Наступило молчание. С темного двора доносился заглушенный шепот, шарканье ног. Дорамин поднял свою тяжелую голову и сказал, что нельзя читать в сердцах, как нельзя коснуться рукой неба, но… он согласился. Остальные поочередно высказали свое мнение: «Так лучше…», «Пусть они уйдут…» и так далее. Но многие – их было большинство – сказали просто, что они «верят Тюану Джиму».

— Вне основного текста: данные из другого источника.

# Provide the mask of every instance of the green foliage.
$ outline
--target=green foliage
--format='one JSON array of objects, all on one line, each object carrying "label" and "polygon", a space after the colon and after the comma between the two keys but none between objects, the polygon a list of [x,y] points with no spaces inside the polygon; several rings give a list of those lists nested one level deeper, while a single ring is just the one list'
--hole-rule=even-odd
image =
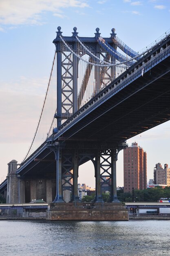
[{"label": "green foliage", "polygon": [[[123,189],[117,191],[117,198],[121,202],[132,201],[131,193],[128,192],[124,193]],[[170,198],[170,186],[166,187],[165,189],[157,186],[143,190],[135,191],[135,202],[156,202],[161,198]]]},{"label": "green foliage", "polygon": [[82,202],[92,202],[95,199],[95,193],[92,193],[91,195],[85,195],[82,198]]},{"label": "green foliage", "polygon": [[110,193],[102,193],[102,198],[104,202],[109,202]]}]

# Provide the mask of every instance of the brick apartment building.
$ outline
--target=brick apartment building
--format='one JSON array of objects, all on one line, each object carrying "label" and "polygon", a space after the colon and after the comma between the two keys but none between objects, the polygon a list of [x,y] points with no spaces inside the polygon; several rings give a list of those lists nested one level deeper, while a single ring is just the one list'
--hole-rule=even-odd
[{"label": "brick apartment building", "polygon": [[124,150],[124,192],[147,188],[147,155],[137,143]]}]

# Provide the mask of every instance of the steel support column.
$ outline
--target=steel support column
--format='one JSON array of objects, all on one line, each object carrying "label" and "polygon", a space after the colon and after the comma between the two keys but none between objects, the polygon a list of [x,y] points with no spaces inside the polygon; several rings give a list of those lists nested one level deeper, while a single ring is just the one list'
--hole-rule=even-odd
[{"label": "steel support column", "polygon": [[78,195],[78,156],[77,151],[76,149],[74,152],[73,155],[73,195],[71,201],[74,202],[80,202]]},{"label": "steel support column", "polygon": [[60,148],[55,148],[54,151],[55,159],[56,161],[57,181],[56,195],[54,203],[65,202],[62,195],[62,152]]},{"label": "steel support column", "polygon": [[117,199],[116,189],[116,161],[117,160],[117,149],[111,150],[112,187],[110,200],[112,202],[120,202]]},{"label": "steel support column", "polygon": [[102,199],[100,185],[100,151],[97,150],[95,158],[95,178],[96,184],[96,193],[94,202],[103,202]]}]

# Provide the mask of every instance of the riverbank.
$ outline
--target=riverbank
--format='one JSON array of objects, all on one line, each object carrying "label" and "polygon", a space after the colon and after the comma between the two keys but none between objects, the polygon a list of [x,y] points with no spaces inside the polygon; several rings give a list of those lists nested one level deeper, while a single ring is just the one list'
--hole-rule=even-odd
[{"label": "riverbank", "polygon": [[170,216],[164,216],[161,215],[149,215],[135,216],[130,215],[129,216],[129,220],[170,220]]}]

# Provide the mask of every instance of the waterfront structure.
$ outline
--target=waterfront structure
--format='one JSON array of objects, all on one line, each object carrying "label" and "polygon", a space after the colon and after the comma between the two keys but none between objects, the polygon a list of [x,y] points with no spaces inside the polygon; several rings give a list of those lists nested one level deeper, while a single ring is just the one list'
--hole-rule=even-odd
[{"label": "waterfront structure", "polygon": [[164,168],[160,163],[156,164],[154,169],[154,184],[170,186],[170,168],[167,164],[165,164]]},{"label": "waterfront structure", "polygon": [[[116,161],[126,140],[170,119],[170,35],[140,56],[114,29],[104,38],[98,28],[91,38],[78,36],[76,27],[71,36],[63,36],[61,29],[38,126],[15,181],[9,183],[8,202],[16,194],[20,202],[42,198],[64,203],[67,189],[78,202],[78,167],[90,159],[95,201],[103,202],[106,188],[117,202]],[[4,195],[9,182],[0,186]]]},{"label": "waterfront structure", "polygon": [[124,192],[147,188],[147,155],[135,142],[124,150]]}]

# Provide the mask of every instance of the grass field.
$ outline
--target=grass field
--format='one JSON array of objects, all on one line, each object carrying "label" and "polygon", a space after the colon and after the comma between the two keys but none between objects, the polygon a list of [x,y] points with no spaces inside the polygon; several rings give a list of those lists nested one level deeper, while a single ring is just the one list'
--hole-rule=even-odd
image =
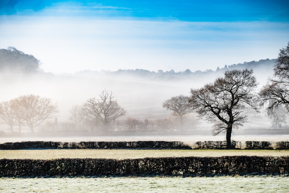
[{"label": "grass field", "polygon": [[[0,143],[33,141],[181,141],[190,145],[195,142],[220,141],[223,136],[178,137],[95,137],[51,138],[0,138]],[[266,141],[274,143],[288,141],[288,135],[242,136],[233,139]],[[216,157],[223,156],[289,156],[289,150],[138,150],[31,149],[0,150],[0,159],[50,159],[68,158],[100,158],[123,159],[147,157]],[[289,175],[215,177],[57,177],[0,178],[1,192],[287,192]]]},{"label": "grass field", "polygon": [[[183,136],[91,136],[86,137],[0,137],[0,144],[7,142],[40,141],[79,142],[80,141],[181,141],[193,147],[194,143],[198,141],[224,141],[225,136],[223,134],[217,136],[212,135],[188,135]],[[289,135],[234,135],[231,139],[240,141],[242,148],[245,148],[245,142],[247,141],[266,141],[272,143],[274,147],[275,143],[280,141],[289,141]]]},{"label": "grass field", "polygon": [[3,178],[0,192],[283,193],[289,190],[288,177]]},{"label": "grass field", "polygon": [[289,150],[218,150],[44,149],[0,150],[0,159],[50,159],[61,158],[118,159],[164,157],[289,156]]}]

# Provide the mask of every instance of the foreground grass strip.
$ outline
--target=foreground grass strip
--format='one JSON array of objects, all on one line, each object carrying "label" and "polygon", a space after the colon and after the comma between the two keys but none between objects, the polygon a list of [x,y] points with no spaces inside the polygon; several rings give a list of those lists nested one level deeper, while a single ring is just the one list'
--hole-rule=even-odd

В этой простой форме подчинения его воле сосредоточено все – их вера, его честность и изъявление этой верности, которая делала его даже в собственных его глазах равным тем непогрешимым людям, что никогда не выходили из строя. Слова Штейна – «Романтик! Романтик!» – казалось, звенели над пространствами, которые никогда уже не вернут его миру, равнодушному к его падению и его добродетелям, – не отдадут и этой страстной и цепкой привязанности, которая отказывает ему в слезах, ошеломленная великим горем и вечной разлукой. С этого момента он больше не кажется мне таким, каким я его видел в последний раз, – белым пятнышком, сосредоточившим в себе весь тусклый свет, разлитый по мрачному берегу и потемневшему морю. Нет, я вижу его более великим и более достойным жалости в его одиночестве и пребывающим даже для нее – девушки, глубже всех его любившей, – жестокой и неразрешимой загадкой.
Ясно, что он поверил Брауну; не было причины сомневаться в его словах, правдивость которых словно подтверждалась грубой откровенностью, какой-то мужественной искренностью в признании последствий его поступков. Но Джим не знал безграничного эгоизма этого человека, который – словно натолкнувшийся на препятствие деспот – приходил в негодование и мстительное бешенство, когда противились его воле. Хотя Джим и поверил Брауну, но, видимо, он беспокоился, как бы не было недоразумения, которое могло привести к стычке и кровопролитию. Вот почему, как только ушли малайские вожди, он попросил Джюэл принести ему поесть, так как он собирается уйти из форта, чтобы принять на себя командование в городе. Когда она стала возражать, ссылаясь на его усталость, он сказал, что может случиться несчастье, а этого он никогда себе не простит.
– Я отвечаю за жизнь каждого человека в стране, – сказал он.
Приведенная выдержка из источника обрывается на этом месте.